Calico network policy in Kubernetes based on Domain name & Wildcard char

solveit

10/25/22, 9:28 AM

I have an application running with kubernetes orchestrator. I want to implement calico network policy based on domain name or wildcard characters so that domain names (FQDN/DNS) can be used to allow access from a pod or set of pods (via label selector).

I came across calico doc which says the same thing, but not sure if this is free or paid ? Can someone confirm this? also where I can get example of this?

1061

1 + 0

kubernetes

calico

Score:1

Server

moonkotte

10/25/22, 1:43 PM

DNS policy is a paid feature since it's a part of Calico Enterprise and Calico Cloud. You can check this here.

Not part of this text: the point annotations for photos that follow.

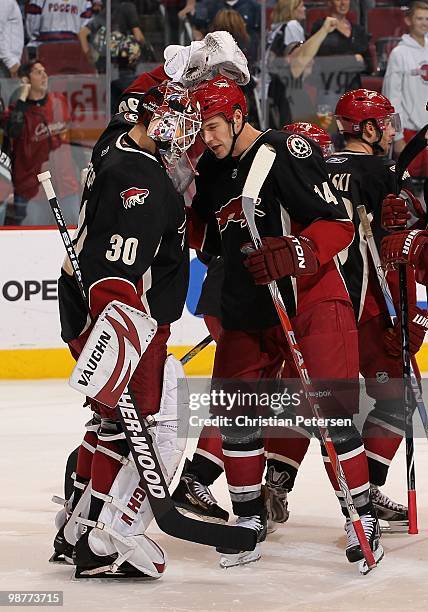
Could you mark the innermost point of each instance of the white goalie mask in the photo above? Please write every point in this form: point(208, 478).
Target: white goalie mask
point(175, 123)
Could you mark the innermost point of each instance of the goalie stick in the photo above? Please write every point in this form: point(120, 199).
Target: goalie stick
point(258, 172)
point(412, 391)
point(140, 444)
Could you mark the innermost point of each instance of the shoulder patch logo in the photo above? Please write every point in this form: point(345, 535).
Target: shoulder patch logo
point(336, 160)
point(133, 196)
point(130, 117)
point(298, 147)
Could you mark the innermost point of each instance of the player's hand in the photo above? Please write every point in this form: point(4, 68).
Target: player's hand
point(280, 256)
point(329, 25)
point(404, 248)
point(397, 210)
point(418, 325)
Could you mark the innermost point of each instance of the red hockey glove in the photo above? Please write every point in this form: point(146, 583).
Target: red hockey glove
point(404, 248)
point(281, 256)
point(405, 210)
point(418, 325)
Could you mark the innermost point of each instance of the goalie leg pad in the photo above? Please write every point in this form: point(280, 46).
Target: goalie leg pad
point(99, 554)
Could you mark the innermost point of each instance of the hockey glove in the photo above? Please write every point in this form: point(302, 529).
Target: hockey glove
point(404, 248)
point(418, 325)
point(405, 210)
point(280, 256)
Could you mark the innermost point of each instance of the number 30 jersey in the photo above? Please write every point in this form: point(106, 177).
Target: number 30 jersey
point(131, 238)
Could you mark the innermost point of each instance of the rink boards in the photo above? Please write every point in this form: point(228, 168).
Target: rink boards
point(30, 345)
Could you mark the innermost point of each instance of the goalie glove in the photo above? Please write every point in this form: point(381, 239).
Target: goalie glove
point(280, 256)
point(405, 248)
point(418, 325)
point(402, 211)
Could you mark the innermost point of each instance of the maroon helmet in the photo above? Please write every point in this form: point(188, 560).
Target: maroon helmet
point(218, 96)
point(314, 132)
point(355, 107)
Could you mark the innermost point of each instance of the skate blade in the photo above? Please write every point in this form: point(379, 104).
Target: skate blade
point(202, 517)
point(378, 555)
point(60, 559)
point(109, 576)
point(241, 558)
point(395, 527)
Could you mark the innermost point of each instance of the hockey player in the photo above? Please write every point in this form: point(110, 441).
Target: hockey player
point(362, 175)
point(131, 244)
point(298, 205)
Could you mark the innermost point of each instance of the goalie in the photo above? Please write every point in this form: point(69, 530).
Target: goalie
point(132, 247)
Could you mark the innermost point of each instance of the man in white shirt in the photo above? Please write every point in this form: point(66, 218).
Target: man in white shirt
point(11, 38)
point(406, 81)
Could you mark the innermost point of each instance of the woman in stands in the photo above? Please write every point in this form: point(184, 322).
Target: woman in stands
point(348, 40)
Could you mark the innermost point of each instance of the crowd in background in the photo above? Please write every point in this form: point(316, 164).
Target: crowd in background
point(315, 51)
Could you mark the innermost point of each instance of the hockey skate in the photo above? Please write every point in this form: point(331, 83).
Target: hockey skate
point(354, 554)
point(63, 551)
point(275, 499)
point(387, 510)
point(232, 558)
point(193, 497)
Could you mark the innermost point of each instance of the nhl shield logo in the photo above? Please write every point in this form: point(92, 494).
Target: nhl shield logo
point(382, 377)
point(133, 196)
point(298, 146)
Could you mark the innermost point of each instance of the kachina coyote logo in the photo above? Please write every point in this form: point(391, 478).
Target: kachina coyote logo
point(232, 212)
point(133, 196)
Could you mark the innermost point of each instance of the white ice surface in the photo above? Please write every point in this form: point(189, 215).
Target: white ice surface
point(303, 566)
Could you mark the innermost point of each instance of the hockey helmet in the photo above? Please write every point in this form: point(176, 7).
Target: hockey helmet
point(175, 122)
point(220, 95)
point(360, 105)
point(314, 132)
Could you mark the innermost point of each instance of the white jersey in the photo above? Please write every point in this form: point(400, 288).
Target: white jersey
point(56, 21)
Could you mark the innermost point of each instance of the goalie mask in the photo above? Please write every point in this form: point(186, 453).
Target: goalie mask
point(175, 122)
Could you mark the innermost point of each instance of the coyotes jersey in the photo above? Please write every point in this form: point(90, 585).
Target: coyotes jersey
point(56, 21)
point(296, 198)
point(131, 240)
point(363, 179)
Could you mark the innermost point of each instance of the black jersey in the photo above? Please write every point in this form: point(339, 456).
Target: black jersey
point(131, 238)
point(362, 179)
point(296, 194)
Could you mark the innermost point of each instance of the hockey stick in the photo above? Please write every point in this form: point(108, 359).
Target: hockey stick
point(260, 168)
point(415, 146)
point(140, 444)
point(196, 349)
point(412, 394)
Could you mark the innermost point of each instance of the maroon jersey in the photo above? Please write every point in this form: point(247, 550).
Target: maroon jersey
point(296, 198)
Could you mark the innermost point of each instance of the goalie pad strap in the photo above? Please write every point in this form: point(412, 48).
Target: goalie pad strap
point(116, 456)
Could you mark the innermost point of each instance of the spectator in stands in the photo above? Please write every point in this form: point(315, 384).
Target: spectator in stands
point(250, 11)
point(229, 20)
point(55, 21)
point(38, 125)
point(11, 38)
point(173, 10)
point(124, 22)
point(349, 43)
point(5, 164)
point(290, 61)
point(406, 80)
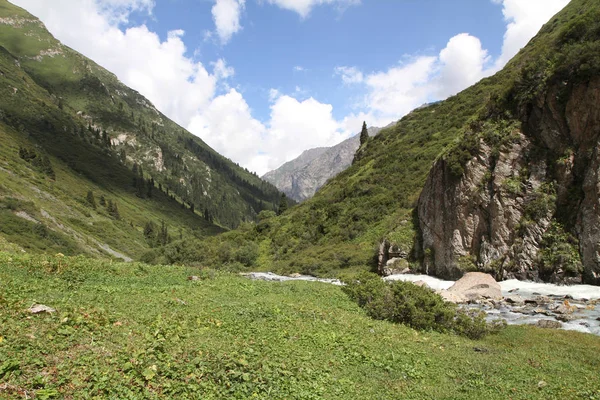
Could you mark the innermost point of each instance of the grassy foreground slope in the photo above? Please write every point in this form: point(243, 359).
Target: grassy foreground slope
point(130, 330)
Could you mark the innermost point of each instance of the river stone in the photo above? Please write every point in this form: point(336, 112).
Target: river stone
point(40, 308)
point(453, 297)
point(515, 299)
point(548, 323)
point(477, 285)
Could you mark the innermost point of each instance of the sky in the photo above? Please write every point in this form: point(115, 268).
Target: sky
point(261, 81)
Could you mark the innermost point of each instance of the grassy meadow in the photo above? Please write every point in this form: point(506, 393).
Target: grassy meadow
point(134, 331)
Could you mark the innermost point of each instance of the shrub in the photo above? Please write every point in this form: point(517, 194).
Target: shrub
point(415, 306)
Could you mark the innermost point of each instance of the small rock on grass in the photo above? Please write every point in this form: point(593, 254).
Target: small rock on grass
point(40, 308)
point(548, 323)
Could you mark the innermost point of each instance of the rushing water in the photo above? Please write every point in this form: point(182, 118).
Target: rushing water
point(586, 318)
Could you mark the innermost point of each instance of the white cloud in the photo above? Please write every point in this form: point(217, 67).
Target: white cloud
point(221, 70)
point(304, 7)
point(228, 127)
point(226, 14)
point(187, 92)
point(349, 75)
point(394, 92)
point(525, 18)
point(463, 63)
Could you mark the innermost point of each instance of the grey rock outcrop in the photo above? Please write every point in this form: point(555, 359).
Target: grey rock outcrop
point(300, 178)
point(477, 285)
point(494, 216)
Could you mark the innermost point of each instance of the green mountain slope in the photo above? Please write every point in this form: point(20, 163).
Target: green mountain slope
point(67, 127)
point(159, 335)
point(375, 200)
point(85, 94)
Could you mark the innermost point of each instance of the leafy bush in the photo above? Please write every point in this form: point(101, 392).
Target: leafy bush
point(415, 306)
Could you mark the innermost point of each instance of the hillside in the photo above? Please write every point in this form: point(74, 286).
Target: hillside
point(130, 330)
point(354, 219)
point(69, 127)
point(300, 178)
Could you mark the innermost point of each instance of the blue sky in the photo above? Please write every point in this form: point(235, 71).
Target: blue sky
point(263, 80)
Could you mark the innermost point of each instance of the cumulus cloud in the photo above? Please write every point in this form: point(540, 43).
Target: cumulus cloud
point(525, 18)
point(294, 126)
point(189, 93)
point(226, 14)
point(228, 127)
point(349, 75)
point(221, 70)
point(462, 63)
point(392, 93)
point(304, 7)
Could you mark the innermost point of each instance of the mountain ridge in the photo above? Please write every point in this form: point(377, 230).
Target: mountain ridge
point(300, 178)
point(118, 170)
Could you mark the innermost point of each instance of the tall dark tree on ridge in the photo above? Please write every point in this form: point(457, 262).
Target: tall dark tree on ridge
point(283, 205)
point(364, 134)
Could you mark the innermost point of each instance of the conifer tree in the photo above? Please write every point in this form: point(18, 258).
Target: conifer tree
point(90, 199)
point(283, 205)
point(364, 134)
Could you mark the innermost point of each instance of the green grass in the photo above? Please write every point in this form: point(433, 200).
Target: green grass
point(140, 331)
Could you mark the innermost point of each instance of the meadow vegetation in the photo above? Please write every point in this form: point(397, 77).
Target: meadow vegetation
point(132, 330)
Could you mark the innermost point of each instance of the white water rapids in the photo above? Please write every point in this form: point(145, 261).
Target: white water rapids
point(586, 320)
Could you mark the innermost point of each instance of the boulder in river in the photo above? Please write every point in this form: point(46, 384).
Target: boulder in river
point(477, 285)
point(548, 323)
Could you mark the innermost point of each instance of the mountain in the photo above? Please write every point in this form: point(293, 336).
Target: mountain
point(300, 178)
point(502, 178)
point(91, 166)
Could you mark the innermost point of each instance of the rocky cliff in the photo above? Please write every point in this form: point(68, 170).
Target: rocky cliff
point(526, 202)
point(300, 178)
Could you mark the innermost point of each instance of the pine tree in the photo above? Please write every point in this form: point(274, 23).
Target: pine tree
point(364, 134)
point(163, 235)
point(113, 210)
point(150, 185)
point(90, 199)
point(283, 205)
point(150, 233)
point(47, 167)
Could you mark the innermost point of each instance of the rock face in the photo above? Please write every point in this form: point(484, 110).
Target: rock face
point(300, 178)
point(511, 203)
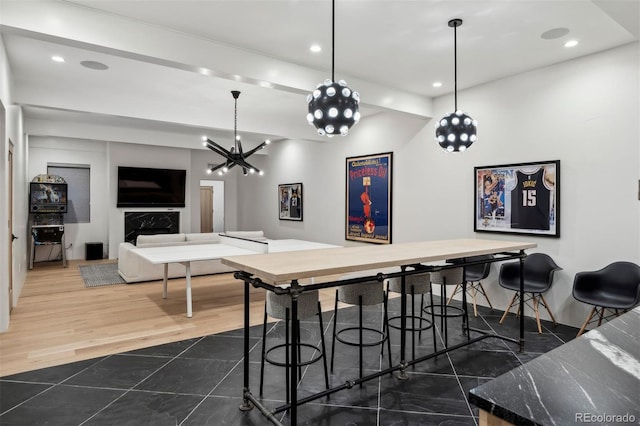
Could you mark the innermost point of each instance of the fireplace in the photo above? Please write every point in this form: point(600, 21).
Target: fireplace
point(150, 223)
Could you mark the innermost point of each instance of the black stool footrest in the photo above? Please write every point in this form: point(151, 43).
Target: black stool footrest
point(383, 336)
point(300, 363)
point(437, 312)
point(409, 317)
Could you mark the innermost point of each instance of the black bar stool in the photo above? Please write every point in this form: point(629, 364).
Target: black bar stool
point(279, 307)
point(414, 284)
point(445, 277)
point(361, 294)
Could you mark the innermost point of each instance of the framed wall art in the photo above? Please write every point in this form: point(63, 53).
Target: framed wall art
point(290, 201)
point(368, 198)
point(518, 198)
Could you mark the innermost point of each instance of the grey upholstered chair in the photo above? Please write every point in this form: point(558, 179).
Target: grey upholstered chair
point(474, 274)
point(414, 284)
point(444, 278)
point(539, 269)
point(361, 294)
point(279, 307)
point(616, 288)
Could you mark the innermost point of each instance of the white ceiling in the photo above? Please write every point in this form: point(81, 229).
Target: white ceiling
point(173, 63)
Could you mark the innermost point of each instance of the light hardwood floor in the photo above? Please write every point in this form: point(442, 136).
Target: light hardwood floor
point(57, 320)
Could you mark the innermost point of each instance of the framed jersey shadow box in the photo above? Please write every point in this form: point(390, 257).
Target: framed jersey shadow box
point(518, 198)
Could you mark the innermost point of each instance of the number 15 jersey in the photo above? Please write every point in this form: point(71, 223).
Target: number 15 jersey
point(530, 202)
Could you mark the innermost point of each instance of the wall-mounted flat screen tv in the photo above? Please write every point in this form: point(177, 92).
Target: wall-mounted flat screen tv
point(146, 187)
point(47, 197)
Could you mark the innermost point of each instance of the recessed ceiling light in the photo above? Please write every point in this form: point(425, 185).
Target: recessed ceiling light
point(554, 33)
point(94, 65)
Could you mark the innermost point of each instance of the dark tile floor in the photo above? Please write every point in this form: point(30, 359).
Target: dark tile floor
point(199, 381)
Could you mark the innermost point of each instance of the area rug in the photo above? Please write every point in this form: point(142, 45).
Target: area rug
point(100, 274)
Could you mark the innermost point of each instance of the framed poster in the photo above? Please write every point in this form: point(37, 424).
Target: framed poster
point(368, 201)
point(518, 198)
point(290, 201)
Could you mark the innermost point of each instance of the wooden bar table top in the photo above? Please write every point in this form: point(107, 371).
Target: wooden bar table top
point(288, 266)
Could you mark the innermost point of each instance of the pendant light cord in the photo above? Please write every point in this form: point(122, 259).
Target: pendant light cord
point(333, 39)
point(455, 68)
point(235, 125)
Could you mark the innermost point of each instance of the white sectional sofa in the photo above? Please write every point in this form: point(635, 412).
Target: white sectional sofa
point(132, 268)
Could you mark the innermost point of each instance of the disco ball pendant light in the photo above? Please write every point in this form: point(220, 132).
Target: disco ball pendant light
point(236, 156)
point(456, 131)
point(333, 107)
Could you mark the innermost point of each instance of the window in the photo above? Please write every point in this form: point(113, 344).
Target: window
point(78, 181)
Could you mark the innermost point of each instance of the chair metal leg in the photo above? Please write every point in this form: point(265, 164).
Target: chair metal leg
point(433, 318)
point(413, 324)
point(601, 317)
point(264, 338)
point(324, 350)
point(455, 291)
point(544, 302)
point(287, 357)
point(506, 311)
point(474, 291)
point(386, 326)
point(537, 312)
point(297, 324)
point(586, 322)
point(333, 339)
point(360, 333)
point(484, 293)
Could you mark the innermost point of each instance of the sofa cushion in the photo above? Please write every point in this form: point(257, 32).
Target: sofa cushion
point(159, 240)
point(203, 238)
point(250, 235)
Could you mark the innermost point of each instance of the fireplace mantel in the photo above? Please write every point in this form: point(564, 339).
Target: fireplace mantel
point(148, 223)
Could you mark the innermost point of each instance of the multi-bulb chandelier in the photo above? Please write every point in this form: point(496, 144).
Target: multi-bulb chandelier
point(333, 107)
point(456, 131)
point(235, 156)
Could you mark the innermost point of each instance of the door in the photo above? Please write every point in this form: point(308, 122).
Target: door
point(206, 209)
point(10, 214)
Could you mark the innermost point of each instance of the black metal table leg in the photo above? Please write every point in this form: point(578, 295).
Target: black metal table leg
point(293, 374)
point(522, 301)
point(402, 373)
point(246, 404)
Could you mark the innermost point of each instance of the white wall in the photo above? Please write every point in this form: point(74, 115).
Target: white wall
point(13, 134)
point(123, 154)
point(583, 112)
point(217, 204)
point(227, 219)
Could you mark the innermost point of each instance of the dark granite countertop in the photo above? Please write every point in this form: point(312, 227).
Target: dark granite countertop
point(593, 379)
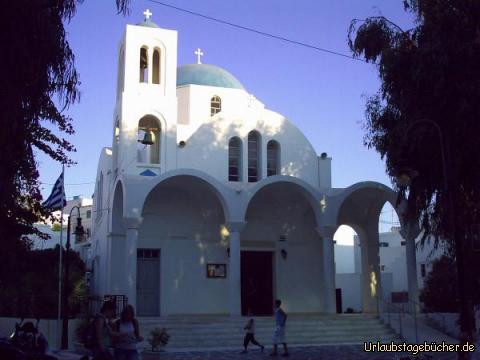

Full comparison of features between open source calico, cloud and enterprise

As for examples, it's often very difficult to find working examples for paid products, however I managed to find simple example of how it will look like:

apiVersion: projectcalico.org/v3
kind: GlobalNetworkPolicy
metadata:
  name: security.allow-external-dns-egress
spec:
  tier: security
  selector: 'projectcalico.org/namespace == "dev" && app == "centos"'
  order: 90
  types:
    - Egress
  egress:
  - action: Allow
    protocol: UDP
    source: {}
    destination:
      ports:
      - '53'
      # openshift dns port
      - '5353'
  - action: Allow
    source:
      selector: app == 'centos'
    destination:
      domains:
      - '*.google.com'
      - 'google.com'
  # this rule only necessary if there is no policy that would pass all unmatched traffic to the following tier
  # - action: Pass
  #   source: {}
  #   destination: {}

Link to this example above in Calico github

Idea is to not allow any egress traffic to any domains, but google.com

It's shown how it should work in the example.

0 + 4

solveit

10/28/22, 5:02 AM

will this example work since it is under enterprise package? I want to implement network policy based on domain using CIDR, you think Kubernetes DNSSelector [ https://github.com/kubernetes/kubernetes/issues/50453 ] might help ?

moonkotte

10/28/22, 6:46 AM

This will work if you use calico enterprise, there are no other options to have this work like this. Also for the last state they suggested using `calico cni` for this - see [this comment](https://github.com/kubernetes/kubernetes/issues/50453#issuecomment-368334028)

solveit

10/30/22, 6:37 AM

How about Kubernetes DNS service https://kubernetes.io/docs/concepts/services-networking/dns-pod-service/ to control the egress calls ? With some dns server that I can integrate with k3s and use this service ?

moonkotte

10/30/22, 7:53 AM

This is a different question and you should consider asking this separately to comply with StackExchange guidelines. Please refer to [One post with multiple questions or multiple posts?](https://meta.stackexchange.com/questions/39223/one-post-with-multiple-questions-or-multiple-posts)

Elon Musk

I sit in a Tesla and translated this thread with Ai:

EN: Calico network policy in Kubernetes based on Domain name & Wildcard char

TH: นโยบายเครือข่าย Calico ใน Kubernetes ตามชื่อโดเมนและ Wildcard char

RO: Politica de rețea Calico în Kubernetes, bazată pe numele domeniului și caracterul Wildcard

RU: Сетевая политика Calico в Kubernetes на основе доменного имени и подстановочного знака

VI: Chính sách mạng Calico trong Kubernetes dựa trên Tên miền & Ký tự đại diện

Post an answer

Most people don’t grasp that asking a lot of questions unlocks learning and improves interpersonal bonding. In Alison’s studies, for example, though people could accurately recall how many questions had been asked in their conversations, they didn’t intuit the link between questions and liking. Across four studies, in which participants were engaged in conversations themselves or read transcripts of others’ conversations, people tended not to realize that question asking would influence—or had influenced—the level of amity between the conversationalists.